Exercise and breast cancer: study looks at how confidence plays a role

As Breast Cancer Awareness Month is underway, a new study sheds light on a unique issue for older breast cancer survivors - staying motivated to exercise.

According to scientists from Oregon State University in the US, more than 40 percent of older breast cancer survivors don't get enough exercise after leaving their treatment program. Since regular exercise can reduce the risk of the disease's recurrence, experts say it is crucial for women to get moving after treatment.

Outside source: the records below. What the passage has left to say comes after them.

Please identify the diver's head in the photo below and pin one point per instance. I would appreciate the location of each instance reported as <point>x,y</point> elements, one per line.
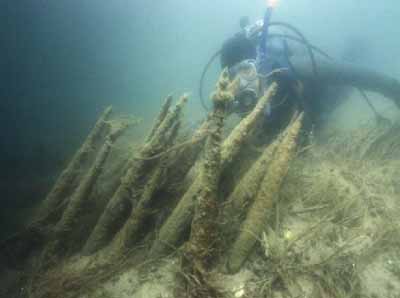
<point>249,85</point>
<point>237,49</point>
<point>244,22</point>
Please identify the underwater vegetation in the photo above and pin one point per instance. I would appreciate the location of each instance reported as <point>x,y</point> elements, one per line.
<point>215,213</point>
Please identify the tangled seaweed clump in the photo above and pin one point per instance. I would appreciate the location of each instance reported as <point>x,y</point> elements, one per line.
<point>186,215</point>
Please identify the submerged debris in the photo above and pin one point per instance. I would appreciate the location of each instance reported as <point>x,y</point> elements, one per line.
<point>317,222</point>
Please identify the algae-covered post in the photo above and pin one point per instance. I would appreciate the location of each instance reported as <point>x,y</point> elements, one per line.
<point>255,221</point>
<point>64,183</point>
<point>119,206</point>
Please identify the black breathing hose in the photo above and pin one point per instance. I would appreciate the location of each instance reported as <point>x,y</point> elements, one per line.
<point>300,39</point>
<point>203,75</point>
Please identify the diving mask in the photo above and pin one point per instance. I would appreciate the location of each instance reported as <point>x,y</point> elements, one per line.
<point>249,86</point>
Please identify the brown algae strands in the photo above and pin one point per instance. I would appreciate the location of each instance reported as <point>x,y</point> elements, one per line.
<point>131,231</point>
<point>179,221</point>
<point>255,221</point>
<point>117,210</point>
<point>240,133</point>
<point>64,183</point>
<point>247,188</point>
<point>75,206</point>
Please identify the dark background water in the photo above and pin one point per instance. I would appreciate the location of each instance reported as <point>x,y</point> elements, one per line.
<point>63,61</point>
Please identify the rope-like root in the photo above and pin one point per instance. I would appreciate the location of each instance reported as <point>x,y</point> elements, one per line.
<point>133,227</point>
<point>200,250</point>
<point>64,183</point>
<point>247,188</point>
<point>179,221</point>
<point>255,221</point>
<point>241,132</point>
<point>74,210</point>
<point>118,208</point>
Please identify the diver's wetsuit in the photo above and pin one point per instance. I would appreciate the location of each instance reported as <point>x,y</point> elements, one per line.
<point>254,44</point>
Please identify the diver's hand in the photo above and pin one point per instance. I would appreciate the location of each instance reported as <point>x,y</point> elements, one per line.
<point>272,3</point>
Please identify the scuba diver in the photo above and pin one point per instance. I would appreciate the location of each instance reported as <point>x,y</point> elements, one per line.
<point>256,56</point>
<point>256,59</point>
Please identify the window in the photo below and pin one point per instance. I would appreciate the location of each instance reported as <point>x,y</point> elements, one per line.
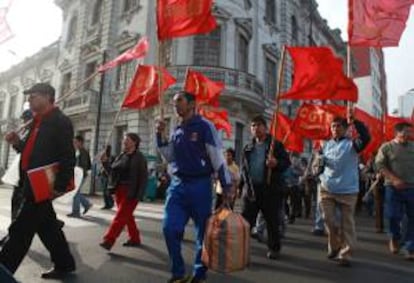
<point>1,109</point>
<point>89,70</point>
<point>72,29</point>
<point>97,11</point>
<point>243,53</point>
<point>87,137</point>
<point>12,106</point>
<point>238,141</point>
<point>271,11</point>
<point>124,75</point>
<point>120,132</point>
<point>65,86</point>
<point>270,78</point>
<point>294,26</point>
<point>207,48</point>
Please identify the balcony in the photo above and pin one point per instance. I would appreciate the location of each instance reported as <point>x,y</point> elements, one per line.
<point>240,85</point>
<point>85,101</point>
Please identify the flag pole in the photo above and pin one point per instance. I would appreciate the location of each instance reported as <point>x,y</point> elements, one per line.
<point>72,91</point>
<point>349,104</point>
<point>276,112</point>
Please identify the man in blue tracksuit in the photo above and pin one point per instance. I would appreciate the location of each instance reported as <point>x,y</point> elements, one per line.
<point>194,153</point>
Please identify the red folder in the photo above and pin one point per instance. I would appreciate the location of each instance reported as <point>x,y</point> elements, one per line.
<point>42,180</point>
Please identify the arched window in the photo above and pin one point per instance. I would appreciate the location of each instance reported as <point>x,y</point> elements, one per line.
<point>207,48</point>
<point>72,29</point>
<point>271,11</point>
<point>97,11</point>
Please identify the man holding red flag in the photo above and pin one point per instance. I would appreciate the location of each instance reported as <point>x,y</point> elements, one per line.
<point>194,153</point>
<point>395,160</point>
<point>339,186</point>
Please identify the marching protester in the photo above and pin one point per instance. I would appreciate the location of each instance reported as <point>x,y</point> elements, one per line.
<point>395,161</point>
<point>339,186</point>
<point>83,161</point>
<point>49,141</point>
<point>129,175</point>
<point>194,152</point>
<point>105,170</point>
<point>17,196</point>
<point>234,170</point>
<point>257,194</point>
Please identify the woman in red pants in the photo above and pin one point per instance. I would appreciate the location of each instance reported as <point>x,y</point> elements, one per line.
<point>128,177</point>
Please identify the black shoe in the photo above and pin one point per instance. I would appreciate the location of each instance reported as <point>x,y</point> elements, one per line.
<point>344,262</point>
<point>318,232</point>
<point>332,254</point>
<point>87,208</point>
<point>179,280</point>
<point>74,215</point>
<point>130,243</point>
<point>55,273</point>
<point>273,254</point>
<point>60,223</point>
<point>4,240</point>
<point>197,280</point>
<point>106,245</point>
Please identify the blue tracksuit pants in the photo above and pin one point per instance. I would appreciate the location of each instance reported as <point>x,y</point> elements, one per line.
<point>186,198</point>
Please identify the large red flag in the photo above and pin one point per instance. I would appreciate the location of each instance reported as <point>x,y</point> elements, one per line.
<point>319,75</point>
<point>144,91</point>
<point>137,52</point>
<point>313,121</point>
<point>377,23</point>
<point>219,117</point>
<point>375,128</point>
<point>205,90</point>
<point>176,18</point>
<point>284,133</point>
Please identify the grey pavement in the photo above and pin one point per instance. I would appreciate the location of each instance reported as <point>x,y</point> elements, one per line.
<point>303,256</point>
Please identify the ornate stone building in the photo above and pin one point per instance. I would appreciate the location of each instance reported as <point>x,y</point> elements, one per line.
<point>244,52</point>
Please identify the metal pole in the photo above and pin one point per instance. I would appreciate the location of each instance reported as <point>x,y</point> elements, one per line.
<point>92,190</point>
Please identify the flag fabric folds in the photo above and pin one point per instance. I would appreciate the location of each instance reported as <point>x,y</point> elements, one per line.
<point>281,129</point>
<point>318,74</point>
<point>176,18</point>
<point>377,23</point>
<point>137,52</point>
<point>219,117</point>
<point>205,90</point>
<point>144,90</point>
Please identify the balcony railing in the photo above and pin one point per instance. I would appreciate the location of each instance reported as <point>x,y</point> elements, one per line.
<point>232,78</point>
<point>78,103</point>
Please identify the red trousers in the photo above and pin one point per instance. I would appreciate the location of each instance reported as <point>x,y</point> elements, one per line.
<point>124,216</point>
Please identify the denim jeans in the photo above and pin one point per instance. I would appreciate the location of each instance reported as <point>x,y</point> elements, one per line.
<point>400,204</point>
<point>79,199</point>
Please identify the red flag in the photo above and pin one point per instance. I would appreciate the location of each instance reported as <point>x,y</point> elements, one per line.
<point>319,75</point>
<point>313,121</point>
<point>177,18</point>
<point>205,90</point>
<point>5,32</point>
<point>137,52</point>
<point>219,117</point>
<point>144,90</point>
<point>284,133</point>
<point>375,128</point>
<point>377,23</point>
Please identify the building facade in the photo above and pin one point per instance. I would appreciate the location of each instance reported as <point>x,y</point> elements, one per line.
<point>369,76</point>
<point>406,104</point>
<point>244,52</point>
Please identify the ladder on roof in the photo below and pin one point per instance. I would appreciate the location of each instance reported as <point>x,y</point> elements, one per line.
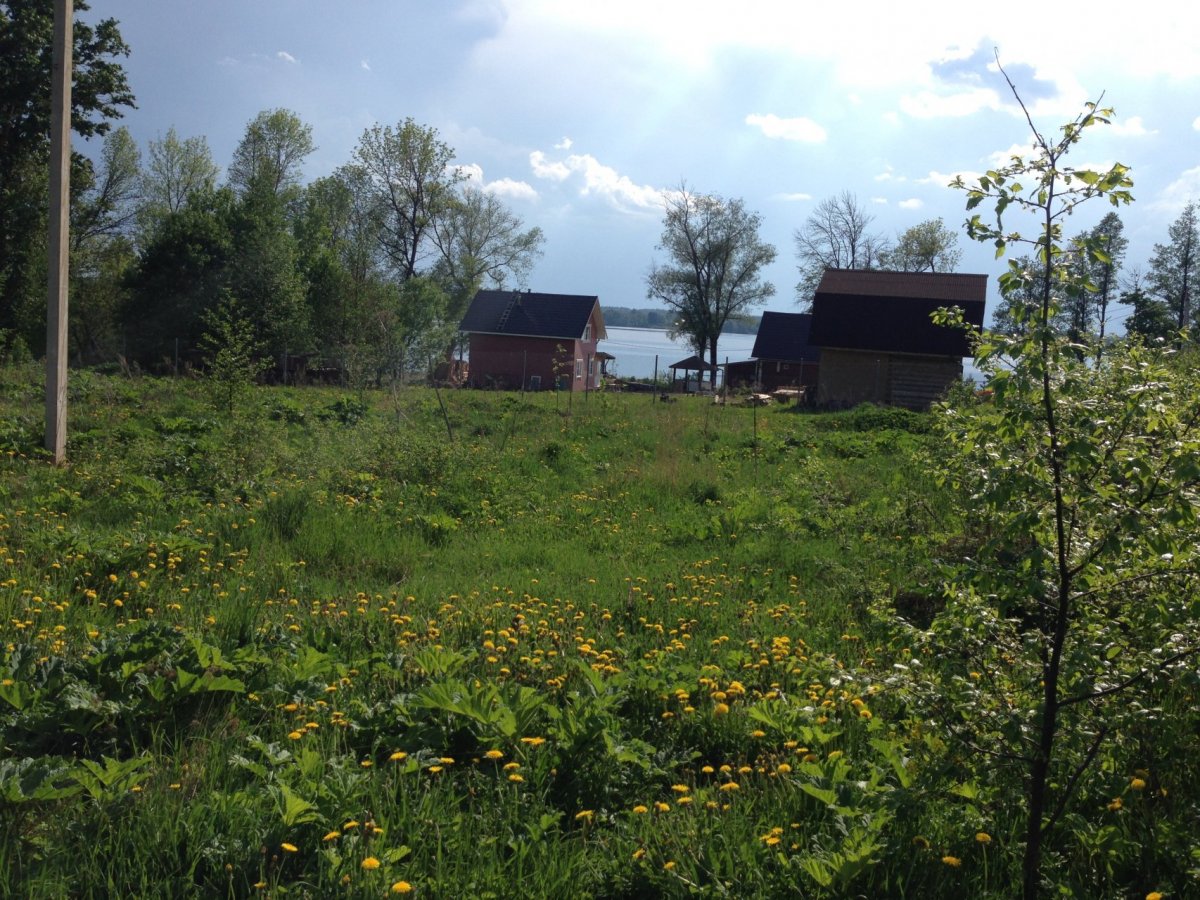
<point>508,311</point>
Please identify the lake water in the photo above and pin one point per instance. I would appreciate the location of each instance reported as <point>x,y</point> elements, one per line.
<point>635,349</point>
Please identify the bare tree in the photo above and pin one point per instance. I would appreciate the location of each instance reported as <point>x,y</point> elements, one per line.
<point>409,169</point>
<point>835,237</point>
<point>714,259</point>
<point>925,247</point>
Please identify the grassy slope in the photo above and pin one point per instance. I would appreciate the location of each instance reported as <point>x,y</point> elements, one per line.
<point>631,651</point>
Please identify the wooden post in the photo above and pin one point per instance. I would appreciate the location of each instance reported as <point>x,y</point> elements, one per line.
<point>59,237</point>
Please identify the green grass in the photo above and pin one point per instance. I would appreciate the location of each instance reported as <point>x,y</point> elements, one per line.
<point>637,651</point>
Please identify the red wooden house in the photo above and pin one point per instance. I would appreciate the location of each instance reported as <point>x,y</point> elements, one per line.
<point>533,341</point>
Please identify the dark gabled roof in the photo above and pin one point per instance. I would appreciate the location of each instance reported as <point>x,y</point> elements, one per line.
<point>785,336</point>
<point>528,315</point>
<point>891,311</point>
<point>693,364</point>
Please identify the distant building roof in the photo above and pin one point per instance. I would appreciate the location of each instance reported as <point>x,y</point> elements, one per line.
<point>693,364</point>
<point>891,311</point>
<point>785,336</point>
<point>528,315</point>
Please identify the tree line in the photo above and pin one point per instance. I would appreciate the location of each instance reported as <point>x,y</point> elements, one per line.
<point>714,257</point>
<point>370,268</point>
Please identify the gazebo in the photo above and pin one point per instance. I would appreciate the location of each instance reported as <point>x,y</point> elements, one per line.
<point>693,364</point>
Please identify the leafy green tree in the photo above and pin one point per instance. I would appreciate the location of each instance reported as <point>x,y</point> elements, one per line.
<point>480,240</point>
<point>233,354</point>
<point>1151,319</point>
<point>102,219</point>
<point>1109,244</point>
<point>181,273</point>
<point>837,235</point>
<point>1175,265</point>
<point>714,258</point>
<point>99,94</point>
<point>175,169</point>
<point>408,168</point>
<point>1083,480</point>
<point>269,157</point>
<point>925,247</point>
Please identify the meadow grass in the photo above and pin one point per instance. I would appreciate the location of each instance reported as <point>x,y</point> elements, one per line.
<point>343,646</point>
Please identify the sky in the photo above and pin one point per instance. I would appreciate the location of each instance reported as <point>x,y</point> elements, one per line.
<point>581,113</point>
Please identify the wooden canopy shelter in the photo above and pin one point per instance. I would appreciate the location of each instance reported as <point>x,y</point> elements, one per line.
<point>693,364</point>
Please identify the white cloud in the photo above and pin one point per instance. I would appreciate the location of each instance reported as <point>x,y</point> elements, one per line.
<point>796,129</point>
<point>511,189</point>
<point>929,105</point>
<point>598,180</point>
<point>1180,192</point>
<point>1132,127</point>
<point>550,171</point>
<point>471,172</point>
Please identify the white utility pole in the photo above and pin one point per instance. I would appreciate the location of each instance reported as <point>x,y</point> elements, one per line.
<point>59,243</point>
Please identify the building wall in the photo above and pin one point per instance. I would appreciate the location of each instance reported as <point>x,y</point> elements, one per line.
<point>853,377</point>
<point>772,375</point>
<point>507,361</point>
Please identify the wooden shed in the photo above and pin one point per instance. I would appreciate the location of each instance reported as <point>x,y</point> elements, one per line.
<point>877,341</point>
<point>519,339</point>
<point>783,355</point>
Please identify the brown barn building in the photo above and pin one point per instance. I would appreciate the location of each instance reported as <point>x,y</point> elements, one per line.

In a new study, researchers conducted a clinical trial to understand the benefits of a 12-month supervised group exercise program in 69 older breast cancer survivors, all 65 and older. Women were surveyed on the basis of self-efficacy, which the researchers described as the "confidence" to be able to overcome exercise barriers, such as being too tired. Women with high self-efficacy were 10 percent more likely to stay active six months after the exercise program than those with lower scores. 

Boosting self-efficacy

How can women with low self-efficacy have higher self-efficacy? "We can teach breast cancer survivors how to enlist the support of others and how to identify exercise-related barriers, as well as provide proven strategies for them to overcome those barriers," study author Paul Loprinzi says.

"Especially important is minimizing weight gain after breast cancer treatment because excessive weight gain can increase the risk of developing reoccurring breast cancer."

Women can maintain their confidence for exercise by rewarding themselves for small successes and building up exercise gradually -- and not expecting too much too soon, the researchers note.

"When people who lead the classes are cancer survivors themselves, this can help because they become a role model," adds professor Bradley Cardinal, one of the study's authors. "Also, they can help prepare the participants for that time when they have to exercise on their own."

Also, the researchers add that having a network of friends and family who can provide encouragement and support is also a factor that helps people stick with exercise.

The findings are published in the October issue of the journal Supportive Care in Cancer.